Norsk presses historie 1660–2010
- Genre: History
- Publication date: April 2010

= Norsk presses historie 1660–2010 =

Four volume work edited by Hans Fredrik Dahl

Norsk presses historie 1660–2010 is a four-volume work about the press media history of Norway. It was published in April 2010 by Universitetsforlaget, and was the first book of its kind in Norway.

==Structure and production==
Hans Fredrik Dahl was the superior editor of all four volumes. The first volume, En samfunnsmakt blir til. 1660–1880 was edited by Martin Eide. The second volume, Presse, parti og publikum. 1880–1945 was edited by Rune Ottosen. The third volume, Imperiet vakler. 1945–2010 was edited by Guri Hjeltnes. The fourth volume, Norske aviser fra A til Å was edited by Idar Flo. While the first three volumes are written in regular prose, the fourth volume is more of an encyclopedia with about 400 "newspaper biographies".

Composed of 1925 pages across all volumes, the entire work cost and was finished after eleven years. Thirty people have provided a substantial amount of writing, while some 130 writers contributed with "newspaper biographies". The release date was scheduled in 2010 to celebrate the centennial anniversary of both the Norwegian Press Association and the Norwegian Media Businesses' Association, in addition to the sesquarcentennial anniversary of the introduction of absolute monarchy to the country. This way, the Norwegian press history is drawn back far earlier in time than the existence of newspapers and journalism. The original plan was to begin with 1763, the year when Norway's first newspaper—Norske Intelligenz-Seddeler—was established. Such a long-spanning history work on the press in Norway had hitherto not been written.

==Reception==
In a lukewarm review for the VG newspaper, columnist Olav Versto criticized the third volume for not underlining VG's role enough, and academia in general for not understanding VG. Critic Sindre Hovdenakk insinuated that too much money had been spent on a not-brilliantly-written work. Handing out "die throws" (a review where 1 is worst, 6 is best) to each of the four volumes, he rated all the prose volumes as 4 and the biography volume as a 3. In Dagens Næringsliv the work with its several authors was criticized as being of uneven quality and precision. The reviewer titled his piece "Impossible".

The newspaper Dag og Tid praised the four volumes as a "standard work". Dagsavisen called it an "impressive chronicle". Klassekampen also received it favourably.

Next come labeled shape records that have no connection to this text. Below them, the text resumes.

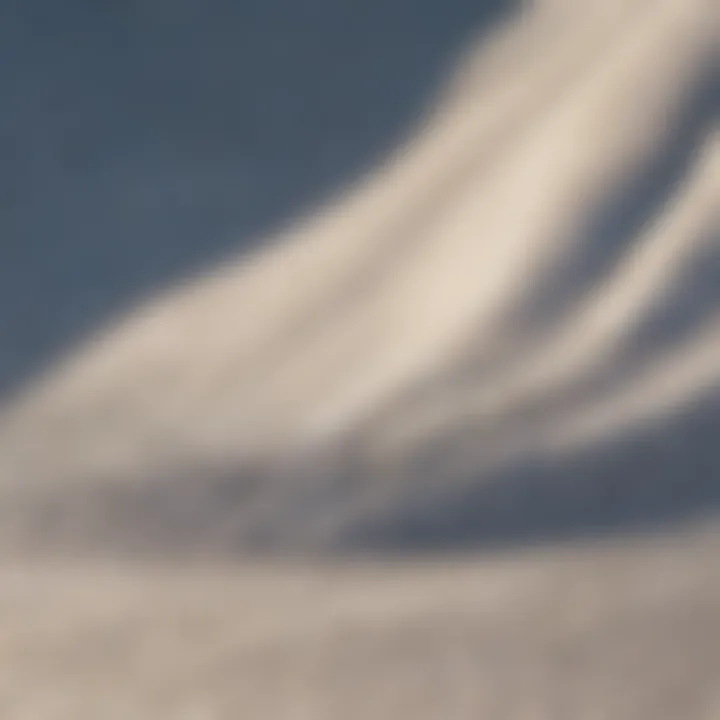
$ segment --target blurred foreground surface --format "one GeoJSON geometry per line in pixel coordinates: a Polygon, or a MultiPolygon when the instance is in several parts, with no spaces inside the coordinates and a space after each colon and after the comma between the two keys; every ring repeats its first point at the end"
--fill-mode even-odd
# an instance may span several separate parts
{"type": "Polygon", "coordinates": [[[0,717],[720,720],[717,3],[277,5],[5,31],[0,717]]]}

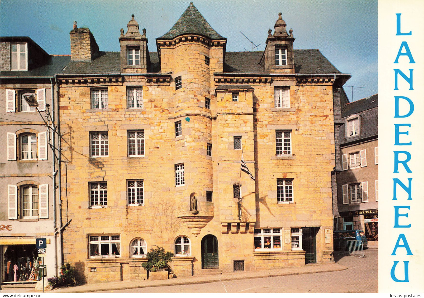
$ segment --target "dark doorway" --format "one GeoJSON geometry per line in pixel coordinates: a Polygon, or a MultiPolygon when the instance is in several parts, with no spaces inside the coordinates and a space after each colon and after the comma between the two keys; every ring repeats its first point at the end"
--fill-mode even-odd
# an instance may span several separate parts
{"type": "Polygon", "coordinates": [[[305,251],[305,264],[317,262],[316,236],[319,227],[302,229],[302,248],[305,251]]]}
{"type": "Polygon", "coordinates": [[[213,235],[202,239],[202,269],[218,268],[218,240],[213,235]]]}

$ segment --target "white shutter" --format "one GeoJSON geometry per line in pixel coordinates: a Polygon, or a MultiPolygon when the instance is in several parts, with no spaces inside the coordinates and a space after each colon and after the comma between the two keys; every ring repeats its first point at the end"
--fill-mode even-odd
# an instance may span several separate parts
{"type": "Polygon", "coordinates": [[[38,134],[38,159],[47,159],[47,132],[38,134]]]}
{"type": "Polygon", "coordinates": [[[16,160],[16,134],[7,133],[7,160],[16,160]]]}
{"type": "Polygon", "coordinates": [[[348,185],[343,184],[342,187],[343,190],[343,204],[349,204],[349,197],[348,195],[348,185]]]}
{"type": "Polygon", "coordinates": [[[361,182],[361,188],[362,189],[362,201],[368,201],[368,182],[365,181],[361,182]]]}
{"type": "Polygon", "coordinates": [[[378,180],[375,180],[375,201],[378,201],[378,180]]]}
{"type": "Polygon", "coordinates": [[[10,89],[6,90],[6,111],[16,111],[16,100],[14,90],[10,89]]]}
{"type": "Polygon", "coordinates": [[[342,169],[347,170],[347,155],[343,154],[342,155],[342,169]]]}
{"type": "Polygon", "coordinates": [[[37,89],[37,102],[38,103],[38,110],[45,111],[46,110],[46,89],[37,89]]]}
{"type": "Polygon", "coordinates": [[[18,218],[18,188],[16,185],[7,186],[7,210],[9,219],[18,218]]]}
{"type": "Polygon", "coordinates": [[[365,149],[361,150],[361,167],[367,166],[367,151],[365,149]]]}
{"type": "Polygon", "coordinates": [[[38,187],[40,218],[49,218],[49,185],[41,184],[38,187]]]}

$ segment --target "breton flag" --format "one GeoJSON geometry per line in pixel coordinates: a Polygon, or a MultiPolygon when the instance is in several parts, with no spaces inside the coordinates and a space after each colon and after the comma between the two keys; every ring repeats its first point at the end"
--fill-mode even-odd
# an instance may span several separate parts
{"type": "Polygon", "coordinates": [[[252,178],[252,179],[253,180],[255,179],[255,177],[253,177],[253,175],[252,175],[252,173],[250,172],[250,171],[249,171],[249,169],[246,165],[246,163],[244,162],[244,158],[243,157],[243,152],[242,152],[241,154],[241,165],[240,169],[248,175],[249,177],[252,178]]]}

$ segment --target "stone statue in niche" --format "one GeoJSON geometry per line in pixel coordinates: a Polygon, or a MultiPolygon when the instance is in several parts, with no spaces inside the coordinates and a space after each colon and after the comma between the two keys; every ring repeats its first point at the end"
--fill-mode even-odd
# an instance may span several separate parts
{"type": "Polygon", "coordinates": [[[197,198],[195,193],[192,193],[190,195],[190,211],[193,214],[199,213],[197,210],[197,198]]]}

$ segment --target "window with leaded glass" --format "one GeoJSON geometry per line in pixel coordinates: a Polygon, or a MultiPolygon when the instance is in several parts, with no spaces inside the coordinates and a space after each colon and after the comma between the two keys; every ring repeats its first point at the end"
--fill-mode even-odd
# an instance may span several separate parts
{"type": "Polygon", "coordinates": [[[127,181],[127,193],[128,205],[144,205],[144,192],[143,180],[128,180],[127,181]]]}
{"type": "Polygon", "coordinates": [[[253,232],[255,251],[281,250],[281,228],[255,229],[253,232]]]}
{"type": "Polygon", "coordinates": [[[90,133],[90,152],[92,157],[109,155],[109,140],[106,132],[90,133]]]}
{"type": "Polygon", "coordinates": [[[277,179],[277,202],[293,202],[292,179],[277,179]]]}
{"type": "Polygon", "coordinates": [[[127,105],[129,109],[143,108],[143,89],[141,87],[127,88],[127,105]]]}
{"type": "Polygon", "coordinates": [[[291,131],[276,130],[275,143],[277,155],[291,155],[291,131]]]}
{"type": "Polygon", "coordinates": [[[106,182],[90,182],[90,206],[107,206],[107,183],[106,182]]]}
{"type": "Polygon", "coordinates": [[[144,130],[128,132],[128,156],[144,156],[144,130]]]}

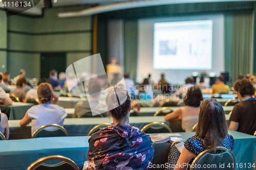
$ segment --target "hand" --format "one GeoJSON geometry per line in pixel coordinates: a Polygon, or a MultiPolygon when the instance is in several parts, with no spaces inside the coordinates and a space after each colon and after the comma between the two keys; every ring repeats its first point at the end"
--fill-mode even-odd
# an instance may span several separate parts
{"type": "Polygon", "coordinates": [[[56,104],[57,102],[58,102],[58,99],[59,99],[58,95],[54,95],[52,99],[52,104],[56,104]]]}

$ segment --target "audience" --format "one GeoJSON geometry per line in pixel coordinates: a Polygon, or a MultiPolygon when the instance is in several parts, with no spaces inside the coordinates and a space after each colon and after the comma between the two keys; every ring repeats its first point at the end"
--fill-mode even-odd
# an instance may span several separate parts
{"type": "Polygon", "coordinates": [[[24,77],[20,77],[16,83],[16,88],[10,91],[10,96],[14,94],[20,102],[26,103],[26,92],[24,89],[27,85],[27,80],[24,77]]]}
{"type": "Polygon", "coordinates": [[[9,139],[8,117],[5,113],[1,113],[1,109],[0,109],[0,132],[5,135],[6,140],[9,139]]]}
{"type": "Polygon", "coordinates": [[[181,118],[182,129],[186,132],[191,132],[193,126],[198,122],[199,107],[203,100],[202,92],[198,86],[189,87],[186,97],[184,99],[185,106],[167,114],[164,119],[170,122],[181,118]]]}
{"type": "Polygon", "coordinates": [[[37,95],[37,88],[38,88],[40,84],[46,82],[46,79],[45,78],[40,79],[37,82],[37,85],[27,92],[26,94],[26,100],[27,100],[27,99],[30,97],[33,97],[36,99],[38,99],[38,96],[37,95]]]}
{"type": "MultiPolygon", "coordinates": [[[[0,74],[0,86],[3,82],[3,76],[0,74]]],[[[4,89],[0,87],[0,104],[6,105],[12,105],[12,101],[11,98],[8,97],[4,89]]]]}
{"type": "Polygon", "coordinates": [[[135,84],[133,80],[130,79],[130,74],[129,72],[125,72],[123,75],[123,77],[124,78],[125,87],[129,94],[130,95],[135,94],[136,93],[135,84]]]}
{"type": "Polygon", "coordinates": [[[177,106],[180,106],[181,100],[176,95],[170,94],[170,85],[168,83],[163,83],[161,85],[161,90],[162,94],[158,94],[155,99],[151,105],[151,107],[159,107],[160,104],[166,99],[170,99],[175,102],[177,106]]]}
{"type": "Polygon", "coordinates": [[[256,100],[252,97],[255,88],[247,79],[237,80],[233,87],[241,102],[232,110],[229,130],[252,135],[256,130],[256,100]]]}
{"type": "Polygon", "coordinates": [[[65,109],[55,105],[58,95],[53,95],[52,86],[47,83],[41,83],[37,88],[39,105],[32,106],[19,122],[21,127],[31,122],[31,135],[42,126],[56,124],[63,126],[64,118],[67,116],[65,109]]]}
{"type": "Polygon", "coordinates": [[[66,73],[65,72],[60,72],[59,74],[59,80],[58,80],[58,84],[60,87],[62,88],[66,83],[66,73]]]}
{"type": "Polygon", "coordinates": [[[224,77],[221,75],[217,78],[215,84],[212,85],[212,94],[224,93],[228,94],[229,87],[223,83],[224,77]]]}
{"type": "Polygon", "coordinates": [[[89,139],[88,169],[147,169],[153,143],[149,135],[130,126],[131,99],[124,86],[111,87],[105,102],[113,123],[89,139]]]}
{"type": "MultiPolygon", "coordinates": [[[[52,69],[49,72],[50,77],[46,79],[46,82],[51,84],[53,88],[59,86],[58,82],[57,81],[57,80],[58,80],[57,75],[58,72],[56,69],[52,69]]],[[[60,87],[60,86],[59,87],[60,87]]]]}
{"type": "Polygon", "coordinates": [[[195,158],[206,149],[222,146],[232,151],[234,139],[228,134],[224,110],[220,103],[215,99],[202,102],[196,135],[186,140],[181,153],[175,146],[180,142],[172,145],[168,163],[173,168],[166,169],[185,170],[195,158]],[[179,168],[174,168],[176,165],[179,168]]]}
{"type": "Polygon", "coordinates": [[[187,90],[190,87],[193,86],[193,80],[191,78],[188,78],[185,80],[185,84],[181,86],[178,89],[175,93],[175,95],[178,95],[180,98],[183,98],[184,94],[186,94],[187,90]]]}

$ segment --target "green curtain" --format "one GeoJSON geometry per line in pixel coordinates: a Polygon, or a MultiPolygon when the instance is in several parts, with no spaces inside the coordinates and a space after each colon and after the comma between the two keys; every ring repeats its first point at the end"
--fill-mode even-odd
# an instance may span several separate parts
{"type": "Polygon", "coordinates": [[[136,81],[138,56],[138,20],[123,22],[123,54],[124,72],[129,72],[130,78],[136,81]]]}
{"type": "Polygon", "coordinates": [[[252,11],[225,15],[225,70],[230,73],[231,86],[240,74],[251,74],[252,11]]]}

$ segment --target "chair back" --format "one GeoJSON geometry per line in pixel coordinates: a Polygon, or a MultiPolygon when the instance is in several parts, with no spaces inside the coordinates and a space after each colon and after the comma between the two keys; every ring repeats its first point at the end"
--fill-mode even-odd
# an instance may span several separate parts
{"type": "Polygon", "coordinates": [[[225,103],[224,106],[234,106],[238,103],[240,103],[240,101],[239,100],[237,99],[229,99],[225,103]]]}
{"type": "Polygon", "coordinates": [[[100,113],[98,111],[96,110],[88,110],[87,111],[84,113],[80,115],[80,116],[78,116],[78,118],[81,118],[81,117],[104,117],[103,115],[103,113],[100,113]],[[97,114],[95,115],[93,115],[92,112],[96,113],[97,114]]]}
{"type": "Polygon", "coordinates": [[[130,112],[130,116],[139,116],[140,114],[139,113],[138,113],[136,111],[135,111],[134,110],[132,110],[132,111],[131,111],[130,112]]]}
{"type": "Polygon", "coordinates": [[[163,122],[154,122],[146,125],[141,129],[146,133],[172,133],[170,127],[163,122]]]}
{"type": "Polygon", "coordinates": [[[218,147],[201,152],[195,158],[189,169],[234,169],[235,163],[234,155],[229,150],[218,147]],[[212,153],[215,150],[216,153],[212,153]],[[223,164],[224,167],[220,166],[223,164]],[[207,167],[203,167],[204,165],[207,167]]]}
{"type": "Polygon", "coordinates": [[[35,105],[39,105],[39,100],[37,99],[35,99],[33,97],[29,97],[27,99],[27,103],[33,103],[35,105]]]}
{"type": "Polygon", "coordinates": [[[172,99],[167,99],[160,103],[159,107],[174,107],[178,106],[177,103],[172,100],[172,99]]]}
{"type": "Polygon", "coordinates": [[[4,134],[1,132],[0,132],[0,140],[6,140],[6,139],[5,138],[5,135],[4,135],[4,134]]]}
{"type": "Polygon", "coordinates": [[[192,128],[191,132],[196,132],[197,130],[197,125],[198,124],[198,122],[196,123],[192,128]]]}
{"type": "Polygon", "coordinates": [[[172,113],[174,110],[172,109],[170,107],[165,107],[157,111],[156,113],[154,114],[154,116],[165,116],[167,114],[172,113]]]}
{"type": "Polygon", "coordinates": [[[57,124],[49,124],[42,126],[33,135],[32,138],[47,137],[69,136],[67,130],[62,126],[57,124]],[[55,128],[53,130],[48,130],[48,127],[55,128]]]}
{"type": "Polygon", "coordinates": [[[76,164],[71,159],[60,155],[50,156],[42,158],[32,163],[27,170],[79,170],[76,164]],[[48,164],[44,162],[59,160],[62,162],[48,164]]]}
{"type": "Polygon", "coordinates": [[[11,95],[10,98],[14,102],[20,102],[19,99],[15,94],[11,95]]]}
{"type": "Polygon", "coordinates": [[[100,129],[102,129],[103,128],[107,127],[110,125],[111,125],[111,124],[105,123],[105,124],[100,124],[100,125],[95,126],[93,128],[93,129],[91,129],[89,133],[88,133],[88,136],[92,136],[92,135],[93,134],[94,134],[95,132],[98,132],[98,131],[99,131],[100,129]]]}

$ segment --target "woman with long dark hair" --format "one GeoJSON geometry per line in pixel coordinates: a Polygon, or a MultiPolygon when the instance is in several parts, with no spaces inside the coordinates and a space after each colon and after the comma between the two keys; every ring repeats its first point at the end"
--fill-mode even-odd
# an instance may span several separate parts
{"type": "Polygon", "coordinates": [[[206,149],[222,146],[232,151],[234,139],[228,134],[227,125],[221,104],[215,99],[202,102],[196,135],[186,140],[181,153],[175,147],[179,142],[180,141],[173,143],[171,147],[168,161],[172,165],[166,169],[186,169],[194,158],[206,149]],[[186,166],[182,165],[185,164],[186,166]],[[177,168],[174,168],[176,165],[177,168]]]}

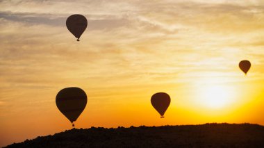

The work attracted little scholarly attention, yet Per Overrein reviewed its third volume in a 2011 issue of Historisk Tidsskrift. While applauding its thoroughness, usability and the individual efforts of the authors, he criticized the experimental nature of the work, its specious account of the role of Norwegian newspapers in the legal purge after World War II and its lack of coverage of the function that the Norwegian press played during the 1994 EU referendum.

Few local or regional newspapers published reviews of the work. A journalist in Sogn Avis praised the case study of Sogn og Fjordane in Eide's volume. Odd S. Lovoll criticized the work for not containing much about Norwegian diaspora newspapers in the United States.